An Optimist’s Tour of the Future

I have just read Mark Stevenson’s An Optimist’s Tour of the Future. It is a series of interviews with futurologists, scientists working on cutting edge technologies, and a few other random people.

There were some quite interesting interviews, but overall it was a bit disappointing.

I thought the robotics section was disappointing, and the stuff on the Internet was a bit trite.

The climate change section was strange, but quite intereresting. The main solution to climate change seemed to be a change in the way Australians pen their sheep.

I have a very optimistic view of the future. I think biotech, medical technology and nanotechnology will progress exponentially.

I don’t think climate change will have any great effect on the trend for longer life expectancy, better nutrition, better education and less poverty. There are dozens of technologies being developed that together will solve the climate change problem. Better knowledge and spread of best practice in food production will play a big part, not only in fixing climate change, but also in feeding the world.

Solar power is a technology that has the potential to grow exponentially. I think electric cars will take over in the next few decades and we will see exponential growth in their numbers.

The world population is very likely to stabilise at below 10 billion and start falling in the second half on the century. With a declining population, and most people living in cities, we should then be able to reverse the decreasing biodiversity trend.

I am not so convinced about exponential progress in Artificial Intelligence and robotics. I think self-driving cars and the robotic spin-offs from that will result in faster progress in robotics. There will also be spin-offs from the fast growing military use of robotics.

I think the best hope for faster progress in Artificial Intelligence is understanding how the brain works. Progress on this is fast and growing exponentially. The whole area of neuroscience and neural interfaces in particular, is very exciting. This was not really mentioned in the book.
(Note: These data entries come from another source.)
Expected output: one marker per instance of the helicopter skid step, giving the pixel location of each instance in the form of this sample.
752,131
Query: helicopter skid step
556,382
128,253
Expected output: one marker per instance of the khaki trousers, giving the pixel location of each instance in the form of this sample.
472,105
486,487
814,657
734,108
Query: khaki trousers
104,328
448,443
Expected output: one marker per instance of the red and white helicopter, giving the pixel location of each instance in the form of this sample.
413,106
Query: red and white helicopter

I very much hope that democracy spreads fast to the remaining authorative regimes in the world, and reduces the demand for military spending, but this is hard to predict.

I would like to societies in the developed world have a much more equal income distribution, but unfortunately the trend seems to be in the opposite direction at the moment in countries such as the USA and the UK.

I would very much like to see an increase in rationality and a fast decline in religion, but again the trend in many areas of the world is not in this direction.